Fast forward three decades. I walked into my craft room yesterday where I have a project laid out that I am currently working on. It consists of six felt squares with appliques. Some squares are cut from craft felt and some from hand died, rather expensive, imported all the way from Holland, one hundred percent wool felt.

In one of the cheaper felt squares I noticed a few small cuts along the edge. I was pretty sure the felt was whole when I cut my squares. I suspected Lola or her friend B. accidentally cut the felt when they were cutting up some paper.

I was wrong. As it turns out it was not an accident. My daughter fessed up to cutting the felt on purpose. She was "just so mad" at me. Not that she knew why she was mad, she just remembered she was. And to make her point, she cut my felt. Like her mother, she did not have the guts to really go for it and cut the good stuff, so she went for the cheap felt instead. A wise choice.

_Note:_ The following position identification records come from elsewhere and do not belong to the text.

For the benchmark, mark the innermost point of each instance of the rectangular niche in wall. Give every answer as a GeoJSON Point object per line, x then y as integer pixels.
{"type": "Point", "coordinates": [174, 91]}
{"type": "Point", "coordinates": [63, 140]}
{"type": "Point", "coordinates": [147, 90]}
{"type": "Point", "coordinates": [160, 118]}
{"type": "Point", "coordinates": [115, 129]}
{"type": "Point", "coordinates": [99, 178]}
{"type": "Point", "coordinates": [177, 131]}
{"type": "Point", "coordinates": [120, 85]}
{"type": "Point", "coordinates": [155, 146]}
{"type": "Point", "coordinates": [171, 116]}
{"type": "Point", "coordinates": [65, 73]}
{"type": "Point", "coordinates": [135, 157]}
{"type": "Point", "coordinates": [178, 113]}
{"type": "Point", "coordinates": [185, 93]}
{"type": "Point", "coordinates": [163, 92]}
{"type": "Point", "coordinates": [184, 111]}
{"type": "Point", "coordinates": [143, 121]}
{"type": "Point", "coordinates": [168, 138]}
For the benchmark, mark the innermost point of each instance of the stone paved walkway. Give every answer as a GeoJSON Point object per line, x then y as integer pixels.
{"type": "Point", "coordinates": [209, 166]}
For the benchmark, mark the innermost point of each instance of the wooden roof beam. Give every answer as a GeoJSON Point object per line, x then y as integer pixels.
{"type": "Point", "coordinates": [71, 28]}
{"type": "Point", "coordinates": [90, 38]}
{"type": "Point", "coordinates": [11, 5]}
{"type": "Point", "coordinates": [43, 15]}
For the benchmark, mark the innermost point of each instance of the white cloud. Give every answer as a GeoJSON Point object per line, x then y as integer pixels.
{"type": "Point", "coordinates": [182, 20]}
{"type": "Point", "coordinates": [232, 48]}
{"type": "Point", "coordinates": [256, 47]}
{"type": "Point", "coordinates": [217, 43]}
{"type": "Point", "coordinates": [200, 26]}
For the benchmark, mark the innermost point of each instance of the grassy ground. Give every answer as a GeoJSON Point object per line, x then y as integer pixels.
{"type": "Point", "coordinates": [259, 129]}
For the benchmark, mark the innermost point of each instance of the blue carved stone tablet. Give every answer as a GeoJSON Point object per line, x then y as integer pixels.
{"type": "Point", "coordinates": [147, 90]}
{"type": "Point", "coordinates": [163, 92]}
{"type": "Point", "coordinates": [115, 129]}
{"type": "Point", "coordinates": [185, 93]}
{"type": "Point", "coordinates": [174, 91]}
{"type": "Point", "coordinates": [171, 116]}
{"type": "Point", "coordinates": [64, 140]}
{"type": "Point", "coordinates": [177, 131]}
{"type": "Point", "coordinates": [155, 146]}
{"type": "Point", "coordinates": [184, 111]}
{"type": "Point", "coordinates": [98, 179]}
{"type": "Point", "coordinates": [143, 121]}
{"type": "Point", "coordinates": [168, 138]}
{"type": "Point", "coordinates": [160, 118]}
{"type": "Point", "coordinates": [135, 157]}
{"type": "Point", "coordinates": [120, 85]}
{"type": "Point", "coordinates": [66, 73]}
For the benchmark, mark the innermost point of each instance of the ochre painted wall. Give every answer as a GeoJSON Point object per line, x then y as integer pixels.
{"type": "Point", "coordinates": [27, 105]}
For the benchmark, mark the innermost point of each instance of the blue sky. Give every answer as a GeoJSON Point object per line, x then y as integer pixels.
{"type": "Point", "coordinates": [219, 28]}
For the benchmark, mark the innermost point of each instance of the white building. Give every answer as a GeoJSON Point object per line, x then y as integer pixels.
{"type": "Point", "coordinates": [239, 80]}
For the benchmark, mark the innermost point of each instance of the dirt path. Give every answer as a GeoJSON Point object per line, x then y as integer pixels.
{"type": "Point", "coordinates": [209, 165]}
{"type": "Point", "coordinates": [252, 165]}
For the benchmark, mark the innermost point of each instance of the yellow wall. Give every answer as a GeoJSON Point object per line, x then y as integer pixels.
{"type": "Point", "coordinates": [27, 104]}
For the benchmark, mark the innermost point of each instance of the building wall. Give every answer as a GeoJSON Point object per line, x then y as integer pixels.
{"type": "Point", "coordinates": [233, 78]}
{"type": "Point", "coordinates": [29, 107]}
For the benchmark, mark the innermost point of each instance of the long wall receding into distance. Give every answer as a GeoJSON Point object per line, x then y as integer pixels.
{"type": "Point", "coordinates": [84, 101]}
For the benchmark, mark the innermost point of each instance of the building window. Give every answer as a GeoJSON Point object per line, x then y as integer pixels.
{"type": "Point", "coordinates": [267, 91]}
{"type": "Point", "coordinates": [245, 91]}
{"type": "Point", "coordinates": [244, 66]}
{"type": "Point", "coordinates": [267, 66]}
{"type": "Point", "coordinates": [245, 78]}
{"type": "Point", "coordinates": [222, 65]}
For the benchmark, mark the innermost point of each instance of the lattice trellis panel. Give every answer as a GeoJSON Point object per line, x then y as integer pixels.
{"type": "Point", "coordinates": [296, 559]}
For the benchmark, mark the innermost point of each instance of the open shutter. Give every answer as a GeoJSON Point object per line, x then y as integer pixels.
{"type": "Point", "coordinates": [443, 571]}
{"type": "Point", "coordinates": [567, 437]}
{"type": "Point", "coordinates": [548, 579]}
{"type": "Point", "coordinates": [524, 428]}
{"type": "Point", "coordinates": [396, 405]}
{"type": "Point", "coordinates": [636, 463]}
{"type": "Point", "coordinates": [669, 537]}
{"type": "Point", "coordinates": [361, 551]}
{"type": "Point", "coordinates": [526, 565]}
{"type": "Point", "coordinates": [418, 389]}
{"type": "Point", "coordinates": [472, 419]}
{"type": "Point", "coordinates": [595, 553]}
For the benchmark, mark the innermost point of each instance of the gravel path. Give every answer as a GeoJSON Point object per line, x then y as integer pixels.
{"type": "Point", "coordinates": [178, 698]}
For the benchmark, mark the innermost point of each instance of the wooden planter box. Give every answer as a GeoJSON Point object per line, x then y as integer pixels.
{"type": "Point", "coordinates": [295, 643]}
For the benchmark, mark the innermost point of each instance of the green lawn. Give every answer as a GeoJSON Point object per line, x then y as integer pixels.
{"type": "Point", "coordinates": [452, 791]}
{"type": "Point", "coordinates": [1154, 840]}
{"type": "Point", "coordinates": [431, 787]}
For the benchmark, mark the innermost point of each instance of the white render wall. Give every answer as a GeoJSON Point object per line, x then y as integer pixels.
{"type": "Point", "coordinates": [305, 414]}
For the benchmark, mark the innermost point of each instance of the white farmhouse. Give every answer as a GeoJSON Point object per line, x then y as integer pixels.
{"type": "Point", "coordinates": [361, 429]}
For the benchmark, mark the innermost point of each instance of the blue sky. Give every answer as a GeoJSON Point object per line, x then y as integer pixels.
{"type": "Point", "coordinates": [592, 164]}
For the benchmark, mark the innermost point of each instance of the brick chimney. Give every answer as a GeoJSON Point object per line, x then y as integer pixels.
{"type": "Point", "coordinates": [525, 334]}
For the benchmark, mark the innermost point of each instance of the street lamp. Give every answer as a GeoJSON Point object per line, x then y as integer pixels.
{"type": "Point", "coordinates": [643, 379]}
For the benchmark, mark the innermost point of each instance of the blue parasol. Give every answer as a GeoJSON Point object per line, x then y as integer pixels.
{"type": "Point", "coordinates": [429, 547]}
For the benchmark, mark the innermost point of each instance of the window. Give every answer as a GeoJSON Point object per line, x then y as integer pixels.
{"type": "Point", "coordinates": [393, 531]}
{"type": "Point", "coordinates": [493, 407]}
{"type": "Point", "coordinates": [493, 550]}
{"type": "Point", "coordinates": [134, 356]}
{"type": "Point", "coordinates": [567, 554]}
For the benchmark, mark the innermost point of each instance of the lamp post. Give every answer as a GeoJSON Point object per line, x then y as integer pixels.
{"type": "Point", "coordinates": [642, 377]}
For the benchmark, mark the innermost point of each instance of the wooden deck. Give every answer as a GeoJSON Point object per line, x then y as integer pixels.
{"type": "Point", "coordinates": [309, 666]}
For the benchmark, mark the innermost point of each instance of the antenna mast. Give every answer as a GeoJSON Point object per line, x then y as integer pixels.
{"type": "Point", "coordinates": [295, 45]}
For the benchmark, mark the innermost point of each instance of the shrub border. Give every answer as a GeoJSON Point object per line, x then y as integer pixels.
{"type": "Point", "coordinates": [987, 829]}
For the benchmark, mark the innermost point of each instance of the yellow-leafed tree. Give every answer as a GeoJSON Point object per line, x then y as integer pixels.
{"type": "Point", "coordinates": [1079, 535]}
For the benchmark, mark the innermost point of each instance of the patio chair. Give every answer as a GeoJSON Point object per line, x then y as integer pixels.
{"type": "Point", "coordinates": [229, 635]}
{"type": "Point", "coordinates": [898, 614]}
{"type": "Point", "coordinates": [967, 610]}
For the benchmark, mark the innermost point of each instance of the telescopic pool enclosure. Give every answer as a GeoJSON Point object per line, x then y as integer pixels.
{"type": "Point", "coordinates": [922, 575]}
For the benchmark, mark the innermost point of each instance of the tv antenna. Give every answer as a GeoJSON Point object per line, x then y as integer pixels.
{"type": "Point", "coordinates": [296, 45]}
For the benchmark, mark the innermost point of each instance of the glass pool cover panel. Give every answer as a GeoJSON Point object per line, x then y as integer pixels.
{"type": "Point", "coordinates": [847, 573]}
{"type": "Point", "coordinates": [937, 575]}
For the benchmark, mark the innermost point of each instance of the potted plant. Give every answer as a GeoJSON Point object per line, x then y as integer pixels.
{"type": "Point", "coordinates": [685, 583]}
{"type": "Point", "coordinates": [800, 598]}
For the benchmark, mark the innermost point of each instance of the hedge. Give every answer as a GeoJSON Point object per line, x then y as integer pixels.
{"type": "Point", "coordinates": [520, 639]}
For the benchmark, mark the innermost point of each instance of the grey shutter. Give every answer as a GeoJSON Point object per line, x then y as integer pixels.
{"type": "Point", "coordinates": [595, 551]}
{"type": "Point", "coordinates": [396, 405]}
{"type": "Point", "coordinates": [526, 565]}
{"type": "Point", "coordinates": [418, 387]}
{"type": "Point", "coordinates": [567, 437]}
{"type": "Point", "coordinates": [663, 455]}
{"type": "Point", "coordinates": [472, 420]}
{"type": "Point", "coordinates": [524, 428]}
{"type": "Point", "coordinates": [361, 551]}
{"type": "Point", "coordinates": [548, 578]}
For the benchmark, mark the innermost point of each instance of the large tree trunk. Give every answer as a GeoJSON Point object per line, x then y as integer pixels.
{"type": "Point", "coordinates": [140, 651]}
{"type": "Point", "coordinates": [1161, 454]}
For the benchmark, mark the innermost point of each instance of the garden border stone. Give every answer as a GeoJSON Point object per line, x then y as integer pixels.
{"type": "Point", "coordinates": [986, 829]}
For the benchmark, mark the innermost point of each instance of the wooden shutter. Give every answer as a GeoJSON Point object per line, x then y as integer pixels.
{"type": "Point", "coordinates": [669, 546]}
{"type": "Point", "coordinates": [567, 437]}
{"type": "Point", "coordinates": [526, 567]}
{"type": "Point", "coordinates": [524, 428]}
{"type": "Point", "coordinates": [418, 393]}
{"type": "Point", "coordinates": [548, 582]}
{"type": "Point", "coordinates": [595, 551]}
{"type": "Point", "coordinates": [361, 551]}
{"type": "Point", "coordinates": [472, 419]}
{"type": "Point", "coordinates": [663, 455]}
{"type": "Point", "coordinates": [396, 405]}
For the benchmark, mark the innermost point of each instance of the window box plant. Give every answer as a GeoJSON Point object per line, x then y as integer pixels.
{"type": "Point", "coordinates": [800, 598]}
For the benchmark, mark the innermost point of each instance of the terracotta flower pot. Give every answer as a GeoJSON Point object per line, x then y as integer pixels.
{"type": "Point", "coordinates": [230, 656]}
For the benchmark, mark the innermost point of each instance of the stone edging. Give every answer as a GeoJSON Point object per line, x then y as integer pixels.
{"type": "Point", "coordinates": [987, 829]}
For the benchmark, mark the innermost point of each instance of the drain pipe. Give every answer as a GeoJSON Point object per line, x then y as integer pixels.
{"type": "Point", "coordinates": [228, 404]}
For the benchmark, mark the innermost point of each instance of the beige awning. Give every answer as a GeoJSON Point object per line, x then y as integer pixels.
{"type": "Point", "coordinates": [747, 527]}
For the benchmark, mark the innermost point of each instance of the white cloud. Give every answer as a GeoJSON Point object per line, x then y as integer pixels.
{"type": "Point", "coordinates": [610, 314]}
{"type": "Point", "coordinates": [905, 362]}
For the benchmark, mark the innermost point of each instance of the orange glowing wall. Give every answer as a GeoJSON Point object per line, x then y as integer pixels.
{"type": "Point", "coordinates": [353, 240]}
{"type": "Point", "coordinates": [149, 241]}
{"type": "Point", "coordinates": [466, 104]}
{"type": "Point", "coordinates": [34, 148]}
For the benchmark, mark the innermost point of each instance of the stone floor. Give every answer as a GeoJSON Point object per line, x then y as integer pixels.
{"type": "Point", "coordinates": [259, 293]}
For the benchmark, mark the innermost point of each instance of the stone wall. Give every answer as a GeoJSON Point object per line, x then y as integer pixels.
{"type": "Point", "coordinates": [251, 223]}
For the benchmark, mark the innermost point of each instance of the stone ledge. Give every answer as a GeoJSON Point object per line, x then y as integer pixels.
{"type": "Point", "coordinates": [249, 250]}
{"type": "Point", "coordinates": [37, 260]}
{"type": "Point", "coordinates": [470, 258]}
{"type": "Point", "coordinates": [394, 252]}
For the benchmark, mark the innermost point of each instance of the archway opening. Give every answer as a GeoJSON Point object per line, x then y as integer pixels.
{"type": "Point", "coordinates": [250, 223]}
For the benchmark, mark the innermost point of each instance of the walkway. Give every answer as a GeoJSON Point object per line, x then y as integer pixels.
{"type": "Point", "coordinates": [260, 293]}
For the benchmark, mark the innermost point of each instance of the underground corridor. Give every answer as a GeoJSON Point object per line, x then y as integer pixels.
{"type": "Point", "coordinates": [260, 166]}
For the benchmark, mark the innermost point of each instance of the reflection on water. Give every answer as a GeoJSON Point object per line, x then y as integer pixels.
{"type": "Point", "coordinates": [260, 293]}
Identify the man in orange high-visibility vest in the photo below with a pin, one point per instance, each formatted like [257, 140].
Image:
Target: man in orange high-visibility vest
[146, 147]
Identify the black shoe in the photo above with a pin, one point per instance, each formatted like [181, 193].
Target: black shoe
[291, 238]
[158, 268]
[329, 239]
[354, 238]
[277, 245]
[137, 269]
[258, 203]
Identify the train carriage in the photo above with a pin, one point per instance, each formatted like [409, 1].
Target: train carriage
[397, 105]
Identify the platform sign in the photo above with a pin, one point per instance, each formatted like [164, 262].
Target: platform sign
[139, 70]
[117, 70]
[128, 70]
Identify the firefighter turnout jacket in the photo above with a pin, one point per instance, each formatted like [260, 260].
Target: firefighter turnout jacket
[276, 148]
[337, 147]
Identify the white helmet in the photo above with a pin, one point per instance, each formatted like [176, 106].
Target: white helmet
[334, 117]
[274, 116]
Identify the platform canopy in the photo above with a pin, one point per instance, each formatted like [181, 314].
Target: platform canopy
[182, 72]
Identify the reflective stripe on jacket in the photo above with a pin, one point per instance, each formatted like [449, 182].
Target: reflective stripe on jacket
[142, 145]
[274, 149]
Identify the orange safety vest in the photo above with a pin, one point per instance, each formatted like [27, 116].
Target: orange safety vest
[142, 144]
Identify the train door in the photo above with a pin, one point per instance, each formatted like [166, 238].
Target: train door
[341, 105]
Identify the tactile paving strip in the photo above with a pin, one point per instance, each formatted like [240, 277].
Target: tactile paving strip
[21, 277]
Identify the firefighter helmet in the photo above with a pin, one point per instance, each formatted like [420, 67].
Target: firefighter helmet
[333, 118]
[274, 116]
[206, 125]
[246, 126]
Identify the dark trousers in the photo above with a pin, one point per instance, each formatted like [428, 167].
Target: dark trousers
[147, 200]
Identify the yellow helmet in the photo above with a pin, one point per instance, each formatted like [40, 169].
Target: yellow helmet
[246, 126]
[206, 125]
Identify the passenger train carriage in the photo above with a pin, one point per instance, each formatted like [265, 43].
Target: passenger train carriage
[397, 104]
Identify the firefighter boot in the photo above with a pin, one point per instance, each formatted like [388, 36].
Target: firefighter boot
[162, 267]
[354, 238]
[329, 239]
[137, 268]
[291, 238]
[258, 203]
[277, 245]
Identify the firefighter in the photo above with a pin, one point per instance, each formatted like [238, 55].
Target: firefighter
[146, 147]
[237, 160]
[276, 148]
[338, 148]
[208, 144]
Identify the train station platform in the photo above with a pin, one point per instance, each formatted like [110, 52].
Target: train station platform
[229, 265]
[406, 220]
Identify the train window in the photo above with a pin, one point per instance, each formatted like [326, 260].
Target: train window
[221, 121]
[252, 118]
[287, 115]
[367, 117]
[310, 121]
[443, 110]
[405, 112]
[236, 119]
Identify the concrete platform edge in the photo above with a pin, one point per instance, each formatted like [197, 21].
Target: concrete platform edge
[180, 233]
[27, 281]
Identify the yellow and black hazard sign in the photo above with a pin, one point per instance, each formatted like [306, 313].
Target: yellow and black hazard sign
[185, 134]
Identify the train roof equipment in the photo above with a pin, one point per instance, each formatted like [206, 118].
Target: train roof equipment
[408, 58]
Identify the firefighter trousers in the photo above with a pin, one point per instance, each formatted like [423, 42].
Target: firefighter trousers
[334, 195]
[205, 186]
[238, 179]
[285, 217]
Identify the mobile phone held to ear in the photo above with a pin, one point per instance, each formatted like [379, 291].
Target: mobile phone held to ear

Naturally she was reprimanded for this little stunt and threatened with eternal banishment from the craft room (a fate worse than death in our house) if she ever pulled something like this again. But I had a very hard time actually being angry with her.

As I was talking with her, I was chewing the inside of my cheek, trying to suppress a smile. I could not believe she did the exact same thing I did as a child. And all the while I could hear my sister laughing in the back of my head.

Karma is a b*tch. So is payback.

06 July 2012

Summer Tidbits

I dipped my foot outside this morning and discovered it was nice out. A balmy 86F (28C). Much better than earlier this week. Finally I can sit in the garden again, and watch my vegetables grow. I feel bad about staying indoors when the sun is shining, but really, it was just too warm to be outside. It was 99F degrees (38C) yesterday. That's hot. Sweltering hot in fact.


Speaking of my garden, it is looking wonderful. The tomatoes are out of control, as are the weeds, the corn is growing well (the second round of planting yielded a much higher germination rate), and the peas and beans all need trellises now. I picked up an old metal chair at a garage sale which I placed just outside the garden, in the shade. It's my new favorite spot.




We harvested our first peppers on Wednesday, and a bunch of basil. I made fresh pesto last night to go on a homemade chicken, sausage, and artichoke pizza. How's that for summer fare? Goes nicely with the watermelon pops, too. And the red clover lemonade, a very interesting drink. I am still tweaking the recipe, but as soon as it's to my liking, I'll share that one with you.





We had a very relaxing Fourth, not doing much of anything. A little bit of fishing, a little bit of grilling, a little bit of hanging out. As summer days should be.